Speaking to the results, Peter Ndegwa, Managing Director/Chief Executive Officer, Guinness Nigeria Plc said that the combination of a tough economic environment and challenges with naira devaluation had a significant impact on Guinness Nigeria’s overall performance. “Our performance this year was impacted by two major factors, one being the very tough economic challenges around consumer spending, driving consumer preferences towards value brands across the sector, the other, and more significant factor being the effect of FX policy and the devaluation of the Naira. When you take out the impact of the latter, our underlying performance for the year was broadly in line with the prior year in spite of the pressure on the top line.”

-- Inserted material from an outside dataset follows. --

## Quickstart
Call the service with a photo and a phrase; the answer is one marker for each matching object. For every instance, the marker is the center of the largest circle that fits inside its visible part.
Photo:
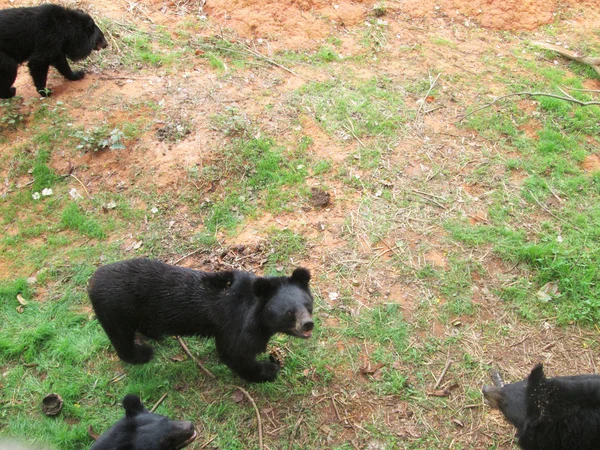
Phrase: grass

Mr Babatunde Savage, Chairman, Guinness Nigeria Plc, said: “Despite the continuing deterioration in the operating environment, the Board is pleased to note that our core brands of Guinness FES and Malta Guinness are in growth and we now have a strong participation in the growing value segment of the market through Satzenbrau and Dubic. We have also started to see early signs that our decisions to acquire the distribution rights in Nigeria to the International Premium Spirits brands of Diageo and to invest in local capacity for spirits manufacturing are the right ones for the business.”
In January 2016, Guinness Nigeria acquired the distribution rights for Diageo, its parent company’s International Premium Spirits (IPS) like Johnnie Walker, Ciroc and Baileys in Nigeria. Also in the course of the financial year, the company acquired the rights to distribute brands from India’s United Spirits Ltd (USL) for brands like McDowell’s whisky. Guinness has also announced an investment of GBP12m into its Benin plant for the manufacture of mainstream spirits, locally produced spirits that are offered at a lower price point when compared to imported spirits.
Mr Ndegwa continued: “Following the acquisition of distribution rights for IPS and USL brands, we are the first and only total beverage alcohol (TBA) business in Nigeria offering the widest range of drinks – from adult premium non-alcoholic drinks (APNADS) to lager, stout, mainstream spirits and IPS. This puts us in a great position to continue to offer consumers quality brands, giving them a choice at every category and price point.
“Additionally, innovation continues to be a strong platform for us, we have a highly successful track record with about 60% of our beer and non-alcoholic business now comprised of innovation products launched in the past four years. So innovation continues to be one of our competitive advantages in this market and we have a strong innovation pipeline into F18”
“This is testament to our intention to continue to invest behind growing the Nigerian market for both beer and spirits. Despite the economic headwinds, we continue to be deeply committed to doing business the right way being guided by our Code of Business Conduct ensuring that we engage, in the right way, with everyone that comes into contact with our company.”